Martin Winter [Fri, 17 Jan 2020 16:18:19 +0000 (17:18 +0100)]
FRRouting Release 7.2.1
(Maintenance Release)
- BGPd
- Fix Addpath issue
- Do not apply eBGP policy for iBGP peers
- Show `ip` and `fqdn` in json output for `show [ip] bgp <route> json`
- Fix large route-distinguisher's format
- Fix `no bgp listen range ...` configuration command
- Autocomplete neighbor for clear bgp
- Reflect the distance in RIB when it is changed for an arbitrary afi/safi
- Notify "Peer De-configured" after entering 'no neighbor <neighbor> cmd
- Fix per afi/safi addpath peer counting
- Rework BGP dampening to be per AFI/SAFI
- Do not send next-hop as :: in MP_REACH_NLRI if no link-local exists
- Override peer's TTL only if peer-group is configured with TTL
- Remove error message for unkown afi/safi combination
- Keep the session down if maximum-prefix is reached
- OSPFd
- Fix BFD down not tearing down OSPF adjacency for point-to-point net
- BFDd
- Fix multiple VRF handling
- VRF security improvement
- PIMd
- Fix rp crash
- NHRPd
- Make sure `no ip nhrp map <something>` works as expected
- LDPd
- Add missing sanity check in the parsing of label messages
- Zebra
- Use correct state when installing evpn macs
- Capture dplane plugin flags
- lib
- Fix interface config when vrf changes
- Fix Interface Infinite Loop Walk (for special interfaces such as bond)
- snapcraft
- fix missing vrrpd daemon
- Others
- Rename man pages (to avoid conflicts with other packages)
- Various other fixes for code cleanup and memory leaks
Signed-off-by: Martin Winter <mwinter@opensourcerouting.org>
Quentin Young [Sun, 22 Dec 2019 01:19:47 +0000 (20:19 -0500)]
pimd: readd iph length checks
Kernel might not hand us a bad packet, but better safe than sorry here.
Validate the IP header length field. Also adds an additional check that
the packet length is sufficient for an IGMP packet, and a check that we
actually have enough for an ip header at all.
Signed-off-by: Quentin Young <qlyoung@cumulusnetworks.com>
Quentin Young [Tue, 3 Dec 2019 20:48:27 +0000 (15:48 -0500)]
bgpd: more attribute parsing cleanup & paranoia
* Move VNC interning to the appropriate spot
* Use existing bgp_attr_flush_encap to free encap sets
* Assert that refcounts are correct before exiting to keep the demons
contained in their fiery prison
Signed-off-by: Quentin Young <qlyoung@cumulusnetworks.com>
Quentin Young [Tue, 26 Nov 2019 19:42:40 +0000 (14:42 -0500)]

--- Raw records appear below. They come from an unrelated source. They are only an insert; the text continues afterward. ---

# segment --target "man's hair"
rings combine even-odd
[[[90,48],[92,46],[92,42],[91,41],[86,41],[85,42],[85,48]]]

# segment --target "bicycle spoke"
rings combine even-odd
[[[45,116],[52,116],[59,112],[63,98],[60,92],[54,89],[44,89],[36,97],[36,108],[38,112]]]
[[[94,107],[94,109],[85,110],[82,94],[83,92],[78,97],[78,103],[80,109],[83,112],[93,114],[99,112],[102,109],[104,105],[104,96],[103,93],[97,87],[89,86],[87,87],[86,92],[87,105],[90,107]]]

bgpd: clean up attribute parsing state before ret
Early exits without appropriate cleanup were causing obscure double
frees and other issues later on in the attribute parsing code. If we
return anything except a hard attribute parse error, we have cleanup and
refcounts to manage.
Signed-off-by: Quentin Young <qlyoung@cumulusnetworks.com>
Quentin Young [Thu, 21 Nov 2019 23:55:59 +0000 (18:55 -0500)]

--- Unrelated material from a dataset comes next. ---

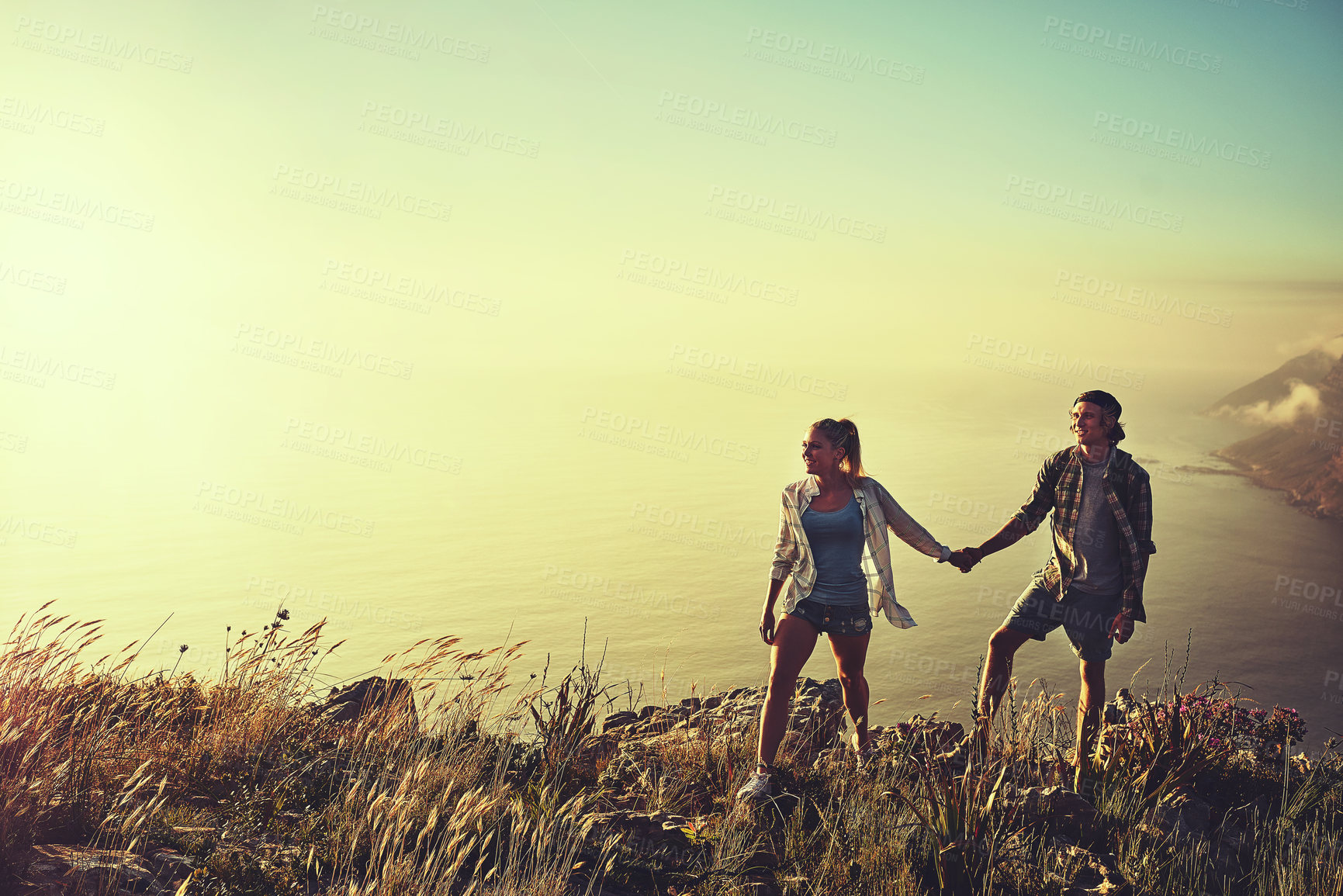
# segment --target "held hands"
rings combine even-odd
[[[952,551],[951,556],[947,557],[947,563],[956,567],[962,572],[970,572],[975,568],[975,564],[983,559],[984,552],[979,548],[962,548],[959,551]]]
[[[766,607],[760,617],[760,639],[768,645],[774,643],[774,610],[770,607]]]
[[[1133,637],[1133,617],[1125,617],[1120,613],[1115,617],[1115,621],[1109,623],[1109,637],[1115,639],[1116,643],[1124,643]]]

bgpd: fix heap buffer overflow in lcom -> str enc
Spaces were not being accounted for in the heap buffer sizing, leading
to a heap buffer overflow when encoding large communities to their
string representations.
This patch also uses safer functions to do the encoding instead of
pointer math.
Signed-off-by: Quentin Young <qlyoung@cumulusnetworks.com>
Mitchell Skiba [Thu, 9 Jan 2020 19:46:13 +0000 (11:46 -0800)]

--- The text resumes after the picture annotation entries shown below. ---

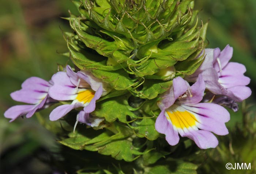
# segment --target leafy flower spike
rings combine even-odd
[[[230,119],[229,112],[215,104],[199,103],[203,99],[205,85],[201,74],[192,86],[182,78],[173,80],[170,89],[163,93],[158,104],[161,112],[155,123],[155,128],[166,135],[171,145],[180,138],[186,137],[193,140],[201,149],[215,147],[216,137],[228,134],[225,123]]]
[[[50,119],[55,121],[73,109],[83,107],[84,112],[79,115],[80,116],[78,120],[85,120],[86,118],[80,117],[88,117],[94,110],[96,100],[102,94],[103,83],[94,80],[84,72],[74,72],[69,66],[66,67],[66,70],[53,76],[53,85],[49,89],[49,95],[59,101],[72,102],[70,104],[63,104],[53,110],[50,114]]]
[[[201,73],[206,88],[215,94],[227,96],[237,102],[251,95],[251,90],[245,86],[250,79],[244,75],[245,67],[229,62],[233,54],[233,48],[228,45],[221,52],[218,48],[206,49],[204,54],[204,61],[195,73],[186,78],[187,80],[195,82]]]
[[[22,84],[22,89],[11,93],[11,96],[15,101],[32,104],[12,106],[4,112],[4,116],[11,119],[10,122],[21,116],[31,117],[36,111],[52,102],[48,93],[50,86],[49,82],[38,77],[27,79]]]

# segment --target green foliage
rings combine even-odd
[[[163,149],[156,149],[159,145],[152,141],[158,142],[160,135],[155,128],[159,113],[157,97],[172,84],[172,78],[165,80],[156,74],[174,66],[176,76],[191,74],[204,60],[198,56],[204,48],[207,24],[199,26],[193,1],[73,2],[80,14],[66,19],[75,32],[63,33],[70,58],[113,90],[97,101],[91,114],[104,118],[104,123],[94,129],[78,126],[59,142],[134,163],[130,169],[134,173],[196,173],[192,164],[163,160],[170,154],[163,150],[169,145],[159,143]],[[78,173],[125,173],[125,166],[92,173],[85,169]]]

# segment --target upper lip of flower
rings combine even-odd
[[[177,78],[170,91],[162,95],[163,99],[158,103],[162,111],[157,119],[156,129],[166,135],[171,145],[178,143],[178,133],[194,140],[200,148],[215,147],[218,140],[210,132],[227,134],[225,123],[229,120],[229,114],[217,104],[199,103],[205,89],[201,74],[192,86],[188,84],[182,78]]]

bgpd: add addpath ID to adj_out tree sort
When withdrawing addpaths, adj_lookup was called to find the path that
needed to be withdrawn. It would lookup in the RB tree based on subgroup
pointer alone, often find the path with the wrong addpath ID, and return
null. Only the path highest in the tree sent to the subgroup could be
found, thus withdrawn.
Adding the addpath ID to the sort criteria for the RB tree allows us to
simplify the logic for adj_lookup, and address this problem. We are able
to remove the logic around non-addpath subgroups because the addpath ID
is consistently 0 for non-addpath adj_outs, so special logic to skip
matching the addpath ID isn't required. (As a side note, addpath will
also never use ID 0, so there won't be any ambiguity when looking at the
structure content.)
Quentin Young [Wed, 15 Jan 2020 18:00:34 +0000 (13:00 -0500)]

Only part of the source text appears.